Luxe
Une rencontre avec Madjid Khaladj
Le 18 mars prochain au Théâtre Adyar!
Un beau soleil d'hiver me réveille ce matin et la journée ne fait que commencer. Quelle joie de pouvoir rencontrer l'un des beaux ambassadeurs de la culture Perse, Madjid Khaladj.
Au festival d'Ile de France, le chant de Parissa m'avait déjà envouté lors de son concert à Fontainebleau. Dès la première seconde, je fus touché par sa présence. Elle m'avait transporté vers des chemins plein de poésie. J'avais pris sans le vouloir un billet d'avion vers des paysages et des contrées que j'ignorais, un chemin en moi, un chemin ailleurs, un chemin d'ailleurs. J'en étais sorti comme laver de toute onde négative, apaisé. Il y a quelque chose de magique dans la musique Perse, d'autres dirons mystique.
Madjid Khaladj accompagnaient Parissa lors du concert.
Je compte bien sûr Madjid pour m'en dire plus sur cette culture si méconnue en France.
Franck Taisset : La culture Perse.
Madjid Khaladj : La musique classique persane découle d'une tradition millénaire. Elle était déjà jouée par les Sassanides à la cour du roi, bien avant l'arrivée de l'Islam. Elle a développé un lien étroit avec la poésie. Elle est basée sur la métrique poétique. Un système qui permet de séparer les syllabes courtes et longues auxquelles on attribue une valeur musicale.
FT : Les poètes Perses.
MK : Rûmî pour son approche du soufisme, Hâfez pour l'amour qui a tant influencé Goethe, Saadi pour son intelligence, Khayyam pour le nihilisme.
La poésie persane est une manière d'approcher le monde, une vision de monde que l'on retrouve dans la musique, les jardins, l'architecture, les tapis, la calligraphie et les miniatures persanes. Une représentation du paradis.

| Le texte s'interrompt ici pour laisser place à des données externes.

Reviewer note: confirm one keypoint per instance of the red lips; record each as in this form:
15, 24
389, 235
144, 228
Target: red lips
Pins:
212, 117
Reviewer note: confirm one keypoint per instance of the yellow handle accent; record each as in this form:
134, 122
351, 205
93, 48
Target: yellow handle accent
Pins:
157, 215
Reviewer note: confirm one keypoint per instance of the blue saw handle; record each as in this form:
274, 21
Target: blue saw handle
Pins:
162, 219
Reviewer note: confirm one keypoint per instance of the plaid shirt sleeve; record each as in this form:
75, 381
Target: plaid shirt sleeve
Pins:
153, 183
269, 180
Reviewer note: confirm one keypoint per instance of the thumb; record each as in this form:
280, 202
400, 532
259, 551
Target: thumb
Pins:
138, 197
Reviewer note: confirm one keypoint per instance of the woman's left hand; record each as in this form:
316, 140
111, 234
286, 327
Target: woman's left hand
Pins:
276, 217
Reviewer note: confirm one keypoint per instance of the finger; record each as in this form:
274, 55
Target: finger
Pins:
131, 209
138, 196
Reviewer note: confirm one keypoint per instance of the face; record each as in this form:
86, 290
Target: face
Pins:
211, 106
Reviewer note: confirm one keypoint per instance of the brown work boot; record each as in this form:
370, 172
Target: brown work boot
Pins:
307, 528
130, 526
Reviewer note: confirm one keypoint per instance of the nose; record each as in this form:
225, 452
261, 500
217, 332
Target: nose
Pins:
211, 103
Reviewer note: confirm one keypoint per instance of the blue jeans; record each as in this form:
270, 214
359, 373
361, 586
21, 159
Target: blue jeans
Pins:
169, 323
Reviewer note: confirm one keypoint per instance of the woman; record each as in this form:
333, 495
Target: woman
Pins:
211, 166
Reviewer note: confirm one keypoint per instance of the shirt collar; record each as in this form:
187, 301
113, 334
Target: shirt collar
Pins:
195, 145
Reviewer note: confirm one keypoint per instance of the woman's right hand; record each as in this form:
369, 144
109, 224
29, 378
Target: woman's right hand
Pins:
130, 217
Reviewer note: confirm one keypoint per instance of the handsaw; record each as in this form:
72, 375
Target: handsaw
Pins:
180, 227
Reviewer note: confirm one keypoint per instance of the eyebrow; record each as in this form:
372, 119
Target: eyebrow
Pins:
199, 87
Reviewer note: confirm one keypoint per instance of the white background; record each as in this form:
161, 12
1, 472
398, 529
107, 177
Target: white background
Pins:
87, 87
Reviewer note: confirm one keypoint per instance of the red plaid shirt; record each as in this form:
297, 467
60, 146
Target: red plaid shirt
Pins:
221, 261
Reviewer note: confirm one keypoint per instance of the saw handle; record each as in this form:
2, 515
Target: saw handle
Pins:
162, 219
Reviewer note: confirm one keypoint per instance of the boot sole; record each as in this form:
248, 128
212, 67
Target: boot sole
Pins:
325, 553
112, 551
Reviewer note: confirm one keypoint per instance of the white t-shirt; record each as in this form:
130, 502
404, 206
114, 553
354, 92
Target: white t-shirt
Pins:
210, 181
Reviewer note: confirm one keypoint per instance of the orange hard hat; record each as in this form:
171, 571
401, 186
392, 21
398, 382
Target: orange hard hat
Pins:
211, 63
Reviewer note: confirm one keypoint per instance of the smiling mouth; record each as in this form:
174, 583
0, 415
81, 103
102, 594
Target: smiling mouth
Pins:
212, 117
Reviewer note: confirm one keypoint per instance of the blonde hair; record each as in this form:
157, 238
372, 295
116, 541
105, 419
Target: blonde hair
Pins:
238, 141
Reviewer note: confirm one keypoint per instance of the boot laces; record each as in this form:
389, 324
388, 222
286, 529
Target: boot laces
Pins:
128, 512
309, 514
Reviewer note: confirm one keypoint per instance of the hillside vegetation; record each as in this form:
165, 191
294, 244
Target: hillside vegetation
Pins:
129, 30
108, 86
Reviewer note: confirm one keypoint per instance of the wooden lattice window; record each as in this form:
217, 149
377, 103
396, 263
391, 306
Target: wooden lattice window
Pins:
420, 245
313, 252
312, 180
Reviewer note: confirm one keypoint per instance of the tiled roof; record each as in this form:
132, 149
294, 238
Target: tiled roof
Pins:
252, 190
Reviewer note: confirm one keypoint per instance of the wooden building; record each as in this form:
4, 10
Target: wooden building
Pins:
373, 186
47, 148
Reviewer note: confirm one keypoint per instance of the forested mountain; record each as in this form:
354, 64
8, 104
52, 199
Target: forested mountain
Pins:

Avant l'utilisation de l'alphabet arabe, nous utilisions des lettres cunéiformes proches du chinois. Nous avons une préoccupation du vide comme en Asie, sauf que nous remplissons ce vide à l'extrême.
FT : La Nature.
MK : Il est important aussi d'évoquer le lien étroit avec la nature. Pour le musicien, la musique est une pratique personnelle comme une méditation. Nous sommes dans la contemplation permanente, au milieu d'un jardin rempli de roses et de fontaines. Pour nous la contemplation est une vertu. Ce n'est pas perdre son temps. Elle est d'ailleurs l'un des fondements du soufisme et des rythmes zoroastriens.
FT : Le soufisme.
MK : Le soufisme est une ouverture à la tolérance. Il existe trois mondes : le monde réel, le purgatoire (que l'on retrouve dans Dante) et le monde des idées. A l'origine, il y a l'observation qui converge par la suite vers la créativité. L'inter monde est un lieu de création et de poésie. On y retrouve aussi une certaine relativité, on est assez proche de Niezsche. On s'approche de la vérité par la métaphore, l'abstraction et l'intuitif. Il n'y a pas de vérité, mais de la sincérité. C'est ainsi que l'on rejoint l'esprit de l'inter monde.
FT : L'inter monde que l'on retrouve dans ta musique par l'improvisation.
MK : Je joue avec Hossein Alizadeh, l'un des plus grands maîtres contemporains de musique persane. A l'origine il y a une musique par jour dans le répertoire. Nous en avons créé d'autres par la suite. Hossein entre dans la grande ligne de la transmission et de la création. Avant chaque concert, nous nous réunissons ½ heure dans le silence, puis sur scène nous improvisons à partir de la tradition. Tout converge vers la représentation d'un autre monde. Nous sortons du cadre comme dans les miniatures persanes vers un autre ailleurs. Il y a un oiseau sur une branche en dehors du cadre.
FT : L'art.
MK : Tout commence par la maitrise technique d'un instrument, d'un pinceau... Puis après, il y a la nécessité intérieure chère à Kandinsky. Elle pousse à aller vers un moyen pour s'exprimer. Et enfin l'écoute intérieure, c'est le début de la contemplation des jardins cachés en chaque être. Le début de l'inter monde. L'art permet de combattre la mort et de générer le rêve.
FT : Une initiation.
MK : L'art véhicule une émotion, un sentiment, tout être à la capacité de ressentir ça. C'est comme le chaud et le froid. Tout le monde ressent la chaleur. L'art fait ressortir quelque chose de caché. Lorsque Michel Ange sculpte, il libère la pierre, il donne forme a quelque chose qui existait déjà dans la pierre.